(NBC) - No one ever thought it would get past city limits, or city hall. In fact, City Clerk Lisa Rollings hardly ever gets questions about a high school class from thirty years ago when the government classes come over for a tour.
"And when you start thinking about it, sometimes it just feels like yesterday," she says.
But tucked in her office, Rollings reveals a whole folder filled with articles and old pictures from 1980, when she was a sophomore
"It just started out by kids talking," remembers Lisa.
And a new kid from heavener named Leonard Coffee,
"And I asked, 'Why can't we have a prom?'" Leonard recalls.

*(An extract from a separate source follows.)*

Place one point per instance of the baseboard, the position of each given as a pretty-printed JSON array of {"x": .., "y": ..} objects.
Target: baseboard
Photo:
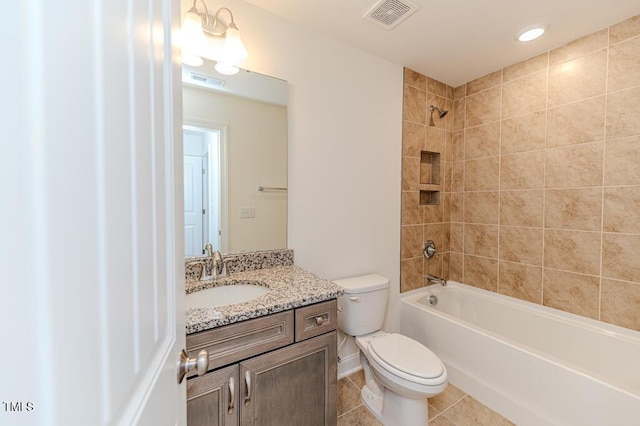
[{"x": 349, "y": 365}]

Convinced his girlfriend, Mary Ann Temple, and several others to fight an old ordinance that outlawed dancing within the city limits.

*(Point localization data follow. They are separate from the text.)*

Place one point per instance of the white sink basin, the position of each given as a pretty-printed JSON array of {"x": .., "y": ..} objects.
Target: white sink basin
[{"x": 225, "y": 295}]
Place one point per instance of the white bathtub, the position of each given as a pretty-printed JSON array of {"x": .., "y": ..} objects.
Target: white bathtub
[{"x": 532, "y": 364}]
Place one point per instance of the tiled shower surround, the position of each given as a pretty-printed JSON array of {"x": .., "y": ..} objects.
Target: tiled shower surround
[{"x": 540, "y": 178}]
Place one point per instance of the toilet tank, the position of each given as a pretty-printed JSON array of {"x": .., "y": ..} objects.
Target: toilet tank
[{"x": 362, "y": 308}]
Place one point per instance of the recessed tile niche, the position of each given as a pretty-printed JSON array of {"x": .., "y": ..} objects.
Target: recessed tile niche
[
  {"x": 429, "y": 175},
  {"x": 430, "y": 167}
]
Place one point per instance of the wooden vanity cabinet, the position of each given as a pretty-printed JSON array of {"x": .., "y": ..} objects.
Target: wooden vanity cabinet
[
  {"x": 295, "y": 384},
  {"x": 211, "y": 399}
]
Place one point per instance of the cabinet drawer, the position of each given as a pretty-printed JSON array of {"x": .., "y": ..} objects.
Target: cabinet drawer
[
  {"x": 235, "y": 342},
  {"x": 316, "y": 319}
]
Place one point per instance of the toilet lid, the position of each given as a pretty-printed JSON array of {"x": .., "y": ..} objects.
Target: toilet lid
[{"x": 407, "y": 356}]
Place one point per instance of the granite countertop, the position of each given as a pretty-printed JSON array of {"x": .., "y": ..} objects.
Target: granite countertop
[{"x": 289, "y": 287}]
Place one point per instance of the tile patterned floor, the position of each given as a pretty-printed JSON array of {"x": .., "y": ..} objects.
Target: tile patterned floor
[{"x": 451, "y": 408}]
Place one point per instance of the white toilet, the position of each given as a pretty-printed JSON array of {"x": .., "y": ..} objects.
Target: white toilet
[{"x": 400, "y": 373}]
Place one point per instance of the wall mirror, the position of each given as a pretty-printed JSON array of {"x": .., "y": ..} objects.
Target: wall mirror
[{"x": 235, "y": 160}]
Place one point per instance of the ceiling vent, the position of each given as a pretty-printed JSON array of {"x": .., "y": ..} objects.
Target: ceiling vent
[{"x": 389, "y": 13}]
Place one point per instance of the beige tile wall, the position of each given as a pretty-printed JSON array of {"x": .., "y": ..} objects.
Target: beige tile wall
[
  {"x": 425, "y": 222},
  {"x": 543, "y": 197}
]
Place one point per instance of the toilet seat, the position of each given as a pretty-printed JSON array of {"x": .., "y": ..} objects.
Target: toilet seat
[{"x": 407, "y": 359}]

"I wanted to be able to dance, and I got my opportunity and fortunately we got to," says Leonard.
The story became national news. The school board meeting brought out a huge crowd, and Mary Ann's father, the minister, ended up casting the deciding vote to allow elmore city high's first ever prom.
Raymond says, "We did it all for the children."

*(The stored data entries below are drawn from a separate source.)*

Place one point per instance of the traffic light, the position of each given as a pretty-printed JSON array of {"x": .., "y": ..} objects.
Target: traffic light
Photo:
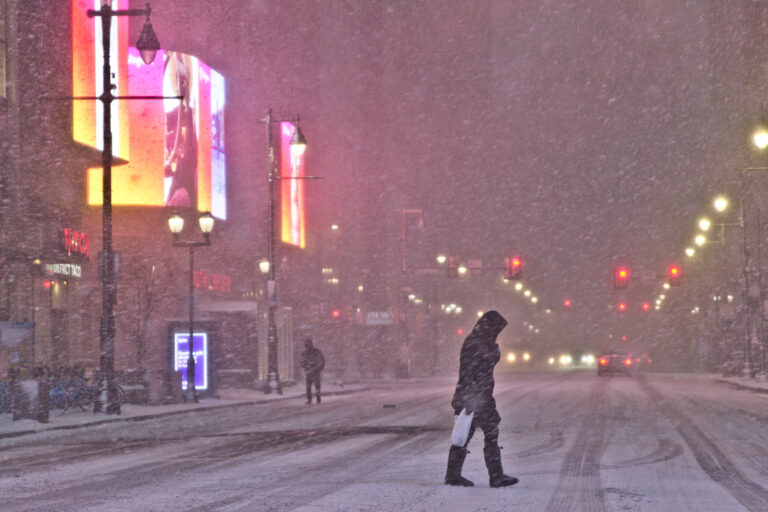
[
  {"x": 513, "y": 268},
  {"x": 620, "y": 278},
  {"x": 674, "y": 275},
  {"x": 453, "y": 269}
]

A screenwriter picked up the sotry and wrote "Footloose." In truth the Reverend Raymond Temple never did take much convincing. He always thought the dance was a good idea.
"And we wanted something that was well-supervised," remembers Raymond.
That first dance took place on April 19th. More press came than dancers.
"My dance moves are on the cutting edge of mediocre at best but it was a lot of fun," laughs Leonard.
Step inside the gym now, and here's this year's junior class getting ready for this year's prom, many unaware of the momentous shift that took place here 30 years ago.
But thankful anyway for a chance to dance.